# Has anybody dealt with "Cash Flow Services"? Debt Collection Agency?



## KautoStar (10 Oct 2009)

Has anybody dealt with *Cash Flow Services*? 

They are contacting me about a small enough student loan debt I had with Bank Of Ireland. 

Have they purchased this debt from BOI or are they acting on the banks behalf? 

Any info would be great


----------



## papervalue (10 Oct 2009)

*Re: Has anybody dealt with Cash Flow Services?*

[broken link removed]

*Southern Ireland*

                             Cashflow Services Ltd,
                            IDA Business Park,
                            Southern Cross Route,
                            Kilruddery,
                            Bray,
                            Co. Wicklow

                            Tel: 01 2744500
                            Fax: 01 2744408
                            Email:  info@cashflowservices.com



try above link- i think that could be their website

You might want to check with your bank who actually owns debt now


----------



## Blackberry (10 Oct 2009)

*Re: Has anybody dealt with Cash Flow Services?*

More then likely working on behalf of BOI and are taking a cut of any money collected.


----------



## bond-007 (11 Oct 2009)

*Re: Has anybody dealt with Cash Flow Services?*

Correct. They don't buy any debts. They act as the hired help to persuade you to pay in return for a cut of the money.


----------



## Bronte (12 Oct 2009)

*Re: Has anybody dealt with Cash Flow Services?*

So they are debt collectors?

Kautostar can you try and make some repayments?  Do you have anything you can sell to pay them back?


----------



## KautoStar (12 Oct 2009)

*Re: Has anybody dealt with Cash Flow Services?*

Thanks for the posts guys. So if they don't own the debt would I be correct in saying that legally I don't have to have any contact with Cash Flow Services whatsoever and can ask them to stop contacting me and I ought to be dealing with the bank?

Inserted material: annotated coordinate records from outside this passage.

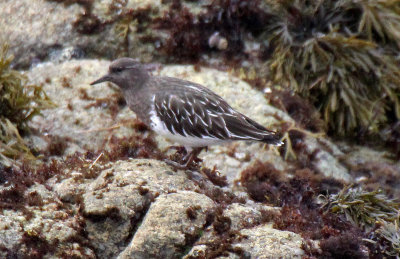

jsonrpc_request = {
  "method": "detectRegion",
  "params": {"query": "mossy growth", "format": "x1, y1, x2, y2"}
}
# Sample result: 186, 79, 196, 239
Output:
265, 0, 400, 135
376, 220, 400, 258
321, 186, 400, 231
0, 45, 53, 164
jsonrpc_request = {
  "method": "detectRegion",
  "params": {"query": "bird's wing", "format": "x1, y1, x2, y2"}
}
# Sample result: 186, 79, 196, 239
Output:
154, 82, 280, 144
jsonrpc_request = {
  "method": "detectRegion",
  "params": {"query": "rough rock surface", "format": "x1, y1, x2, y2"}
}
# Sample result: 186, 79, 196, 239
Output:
0, 184, 95, 258
234, 225, 304, 259
0, 60, 368, 258
83, 159, 196, 258
118, 191, 214, 258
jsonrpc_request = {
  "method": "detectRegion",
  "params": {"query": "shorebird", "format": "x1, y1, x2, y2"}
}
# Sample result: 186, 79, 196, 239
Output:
91, 58, 282, 169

Yes Bronte they post out a card and you arrange to make repayments by swiping it at the post office i.e €50 per month or whatever the suitable amount...


----------



## bond-007 (12 Oct 2009)

*Re: Has anybody dealt with Cash Flow Services?*

Legally, unless Bank of Ireland assign your debt to them they do not own it. BOI would have to write to you and inform you that they have sold your debt to CFS. You are quite within your rights to ignore any third party debt collector. Deal with BOI if you want to but you are under no obligation to deal with CFS. 

If you ignore them they will eventually give up and hand it back to BOI. They don't want a debt that is earning them nothing on their books.


----------



## KautoStar (12 Oct 2009)

*Re: Has anybody dealt with Cash Flow Services?*

Cheers Bond. I know it's my debt and I will pay it off however I'd rather not be dealing with CFS, (letters, calls etc). I'll contact BOI today and see what they say


----------



## Bronte (12 Oct 2009)

*Re: Has anybody dealt with Cash Flow Services?*



KautoStar said:


> Yes Bronte they post out a card and you arrange to make repayments by swiping it at the post office i.e €50 per month or whatever the suitable amount...


 
Sorry I'm a bit lost, what are you referring to?


----------



## TheShark (12 Oct 2009)

*Re: Has anybody dealt with Cash Flow Services?*

Send them a registered letter informing them that while you acknowledge the debt you will be dealing directly with BOI only and formally instruct them to make no further contact with you in this regard either by phone , letter or house call.


----------



## KautoStar (12 Oct 2009)

*Re: Has anybody dealt with Cash Flow Services?*

Bronte I'm referring to where you asked if I could make any repayments. CFS send out a card similar to a tesco club card. The amount of your debt is on this card. You then pay it off at any post office by paying a certain amount for example if your debt was €700, you go to the post office, pay off €50 and the card is swiped leaving a remaining balance of €650 on the card.

Personally my finances aren't great at the moment, just finished college and on the job hunt. Could manage to make small repayments but want to deal with the bank hence the reason I was wondering what the story is with CFS.


----------



## KautoStar (12 Oct 2009)

*Re: Has anybody dealt with Cash Flow Services?*

Yes Shark this is along the lines of what I want to do, I was just cautious as to any legal issues which may result from telling them not to contact me anymore, i.e did I have a leg to stand on


----------



## Le Monkey (2 Feb 2012)

I'm a couple of years late to this thread, but as someone who had terrible hassle with Cash Flow Services and eventually managed to get them to end their harassment with a solicitor's letter (after which I repaid my debt directly to BOI), I found it somewhat amusing that the company found itself in financial difficulty and are now in receivership. 

If you are in financial trouble and you are being contacted by a debt collector, always try to negotiate directly with the creditor - be it a financial institution, landlord, private individual or the Revenue Commissioners. They are (at least now, though perhaps not in the past) usually willing to work with you.


----------